76 et 77. Voyez ci-dessus, § 73, 74, 75 et § l-20 ; et ci-dessous, § 103.

78. On ne trouve ici aucune nouvelle objection. J’ai fait voir amplement, dans les écrits précédents, que la comparaison dont M. le chevalier Newton s’est servi, et que l’on attaque ici, est juste et intelligible.

79-82. Tout ce que l’on objecte ici dans la section 79, et dans la suivante, est une pure chicane sur des mots. L’existence de Dieu, comme je l’ai déjà dit plusieurs fois, est la cause de l’espace ; et toutes les autres choses existent dans cet espace. Il s’ensuit donc que l’espace est aussi le lieu des idées ; parce qu’il est le lieu des substances mêmes, qui ont des idées dans leur entendement.

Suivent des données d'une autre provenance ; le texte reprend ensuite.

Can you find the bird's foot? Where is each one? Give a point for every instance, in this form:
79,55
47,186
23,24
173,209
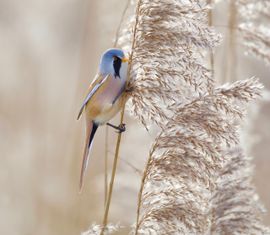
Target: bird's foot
129,89
121,128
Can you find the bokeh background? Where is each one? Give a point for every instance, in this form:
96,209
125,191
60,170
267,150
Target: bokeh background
49,53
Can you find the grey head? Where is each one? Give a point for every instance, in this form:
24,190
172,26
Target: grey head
113,62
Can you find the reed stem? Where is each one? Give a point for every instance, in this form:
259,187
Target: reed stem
105,218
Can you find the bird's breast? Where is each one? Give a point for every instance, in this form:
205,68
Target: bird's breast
102,107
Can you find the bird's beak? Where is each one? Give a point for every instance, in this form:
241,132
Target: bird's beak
125,59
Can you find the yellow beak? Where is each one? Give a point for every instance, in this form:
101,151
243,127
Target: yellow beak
125,59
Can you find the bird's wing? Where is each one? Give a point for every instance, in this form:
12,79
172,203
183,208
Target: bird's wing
119,94
95,85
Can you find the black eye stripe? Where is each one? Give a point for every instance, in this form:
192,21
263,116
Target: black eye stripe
117,62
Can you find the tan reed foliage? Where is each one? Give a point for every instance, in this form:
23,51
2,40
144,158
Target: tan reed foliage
255,28
186,158
171,87
164,58
96,229
236,209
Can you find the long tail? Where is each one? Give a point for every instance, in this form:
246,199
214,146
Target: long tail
91,129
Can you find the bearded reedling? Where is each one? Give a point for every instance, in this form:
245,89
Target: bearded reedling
104,98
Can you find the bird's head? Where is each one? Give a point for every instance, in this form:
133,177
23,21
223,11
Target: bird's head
113,62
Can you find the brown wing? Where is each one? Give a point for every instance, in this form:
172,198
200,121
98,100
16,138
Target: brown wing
94,86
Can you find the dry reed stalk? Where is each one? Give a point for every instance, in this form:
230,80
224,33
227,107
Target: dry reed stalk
165,59
105,218
210,22
181,172
115,44
232,60
254,27
197,121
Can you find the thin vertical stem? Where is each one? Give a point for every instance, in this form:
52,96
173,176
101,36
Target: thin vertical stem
107,128
108,202
230,66
105,218
210,22
106,166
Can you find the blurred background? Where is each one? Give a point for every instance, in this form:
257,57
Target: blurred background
50,51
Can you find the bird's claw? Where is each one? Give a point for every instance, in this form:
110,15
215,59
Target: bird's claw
121,128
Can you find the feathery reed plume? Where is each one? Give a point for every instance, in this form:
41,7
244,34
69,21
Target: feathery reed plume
186,157
236,209
172,88
96,229
254,28
164,58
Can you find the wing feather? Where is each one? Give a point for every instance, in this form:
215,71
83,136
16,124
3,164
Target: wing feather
97,83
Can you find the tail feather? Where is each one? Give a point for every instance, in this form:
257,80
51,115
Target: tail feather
91,129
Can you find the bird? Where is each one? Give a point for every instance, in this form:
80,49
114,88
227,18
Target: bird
104,99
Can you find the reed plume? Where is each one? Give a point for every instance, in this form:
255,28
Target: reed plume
236,209
164,58
170,86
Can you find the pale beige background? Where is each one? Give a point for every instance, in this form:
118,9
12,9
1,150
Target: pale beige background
49,52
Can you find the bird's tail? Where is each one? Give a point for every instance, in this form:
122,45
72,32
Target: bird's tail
91,128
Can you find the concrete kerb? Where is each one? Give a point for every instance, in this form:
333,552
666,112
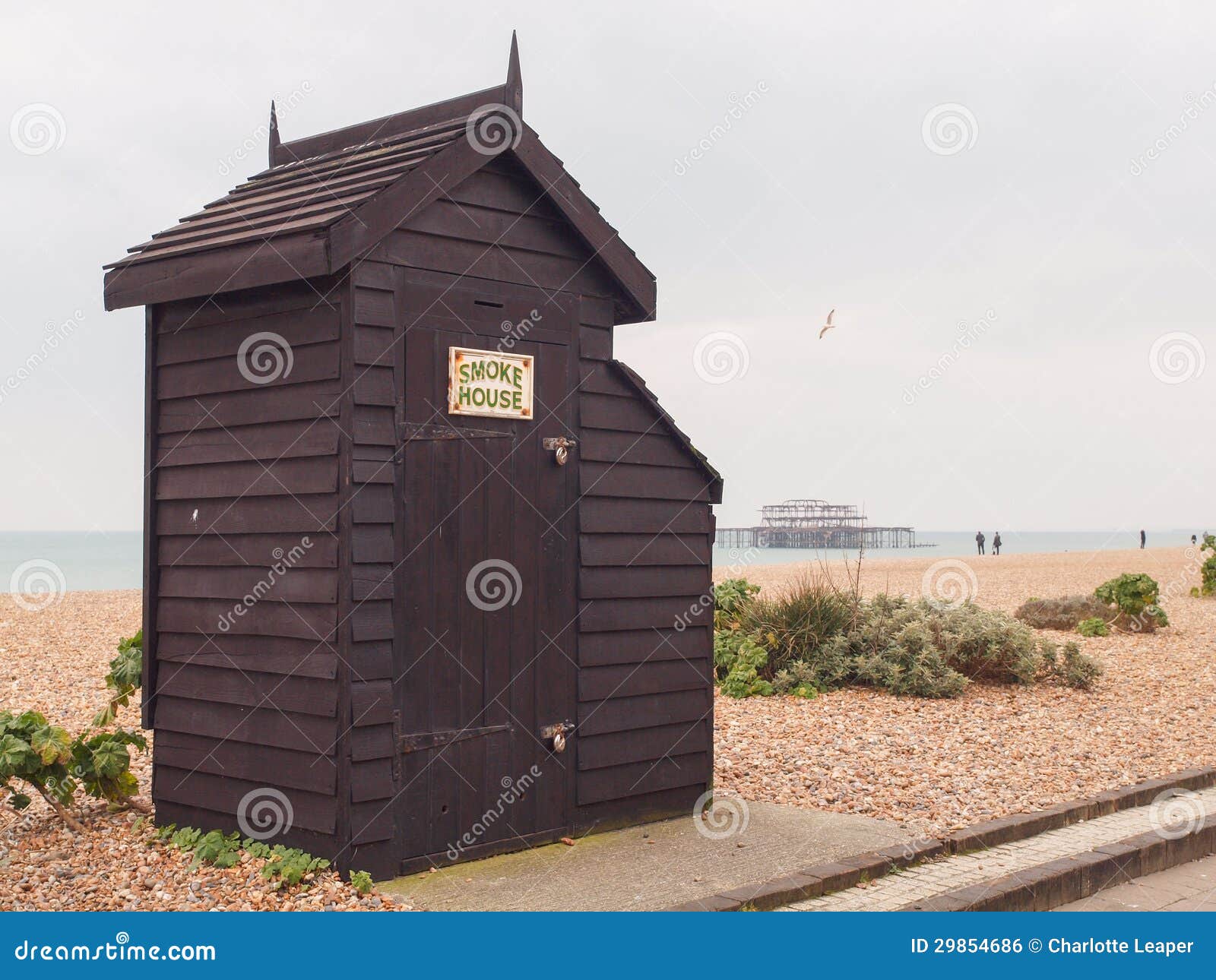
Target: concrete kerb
1079,876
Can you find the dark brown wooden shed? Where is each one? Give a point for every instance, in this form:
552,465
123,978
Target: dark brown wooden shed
375,602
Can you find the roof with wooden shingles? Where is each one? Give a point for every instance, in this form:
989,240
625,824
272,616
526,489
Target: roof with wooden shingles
328,200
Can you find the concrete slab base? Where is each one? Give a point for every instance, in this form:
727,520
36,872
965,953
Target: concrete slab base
654,866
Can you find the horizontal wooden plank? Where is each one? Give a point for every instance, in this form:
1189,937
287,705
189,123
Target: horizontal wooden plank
638,615
372,621
204,617
274,441
617,516
268,301
371,821
258,726
374,346
618,782
374,386
657,450
281,767
650,482
224,684
371,544
318,474
642,581
371,779
644,712
595,343
372,504
296,328
249,514
371,581
630,680
371,660
306,364
618,413
318,550
265,654
371,703
374,425
644,744
638,646
372,471
374,307
251,584
293,401
644,550
375,742
310,811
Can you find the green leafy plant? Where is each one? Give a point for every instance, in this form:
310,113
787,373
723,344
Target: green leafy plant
283,866
123,680
1066,613
1094,627
1208,571
55,763
1136,597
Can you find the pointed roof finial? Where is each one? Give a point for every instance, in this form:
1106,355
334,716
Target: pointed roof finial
515,88
274,133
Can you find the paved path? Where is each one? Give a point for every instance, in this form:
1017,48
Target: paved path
1187,888
961,871
654,866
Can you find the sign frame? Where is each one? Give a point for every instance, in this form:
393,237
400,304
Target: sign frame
492,388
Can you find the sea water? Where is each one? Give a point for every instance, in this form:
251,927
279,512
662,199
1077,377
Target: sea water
74,561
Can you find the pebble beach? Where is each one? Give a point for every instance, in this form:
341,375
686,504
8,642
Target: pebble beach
927,765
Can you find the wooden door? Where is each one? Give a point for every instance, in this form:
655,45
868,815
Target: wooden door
486,583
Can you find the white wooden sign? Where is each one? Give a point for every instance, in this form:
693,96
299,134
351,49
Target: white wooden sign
489,383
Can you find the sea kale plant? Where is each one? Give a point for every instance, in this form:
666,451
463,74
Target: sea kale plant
814,639
46,759
1135,595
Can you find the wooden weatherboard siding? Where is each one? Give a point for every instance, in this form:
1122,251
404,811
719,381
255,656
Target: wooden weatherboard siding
360,684
245,479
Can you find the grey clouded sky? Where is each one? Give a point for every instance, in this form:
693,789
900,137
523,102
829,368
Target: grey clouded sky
1039,223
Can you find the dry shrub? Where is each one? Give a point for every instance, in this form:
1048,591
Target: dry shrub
1063,613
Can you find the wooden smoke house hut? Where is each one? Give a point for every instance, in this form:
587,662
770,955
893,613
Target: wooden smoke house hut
423,563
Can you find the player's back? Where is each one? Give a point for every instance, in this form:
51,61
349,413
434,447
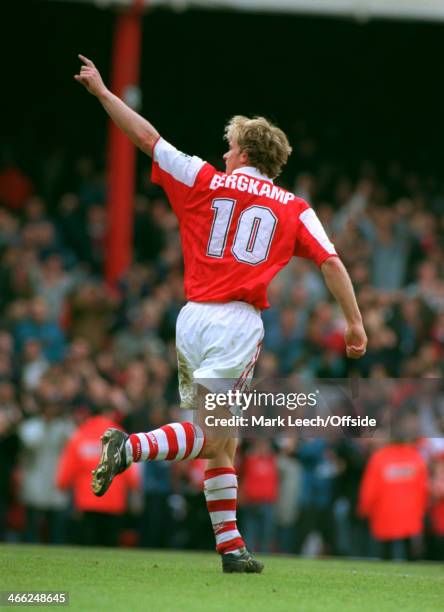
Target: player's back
237,230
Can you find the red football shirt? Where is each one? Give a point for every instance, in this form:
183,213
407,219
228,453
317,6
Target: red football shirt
237,230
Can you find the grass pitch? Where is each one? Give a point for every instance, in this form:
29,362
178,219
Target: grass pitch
115,579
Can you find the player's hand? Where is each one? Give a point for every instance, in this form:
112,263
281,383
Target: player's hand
355,341
90,77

J’avais dit, par voie de comparaison, que le sentiment de l’auteur était aussi déraisonnable que si quelqu’un soutenait que l’âme humaine est l’âme des images des choses qu’elle aperçoit. Le savant auteur raisonne la-dessus en plaisantant, comme si j’avais assuré que ce fût mon propre sentiment.

Dieu aperçoit tout, non par le moyen d’un organe, mais parce qu’il est lui-même actuellement présent partout. L’espace universel est donc le lieu où il aperçoit les choses. J’ai fait voir amplement ci-dessus ce que l’on doit entendre par le mot de sensorium, et ce que c’est que l’âme du monde. C’est trop que de demander qu’on abandonne la conséquence d’un argument, sans faire aucune nouvelle objection contre les prémisses.

83-88 et 89, 90, 91. J’avoue que je n’entends point ce que l’auteur dit, lorsqu’il avance que l’âme est un principe représentatif ; que chaque substance simple est par sa propre nature une concentration et un miroir vivant de tout l’univers ; qu’elle est une représentation de l’univers, selon son point de vue ; et que toutes les substances simples auront toujours une harmonie entre elles, parce qu’elles représentent toujours le même univers.

Pour ce qui est de l’harmonie préétablie, en vertu de laquelle on prétend que les affetions de l’âme, et les mouvements mécaniques du corps, s’accordent sans aucune influence mutuelle, voyez ci-dessous sur le § 110-116.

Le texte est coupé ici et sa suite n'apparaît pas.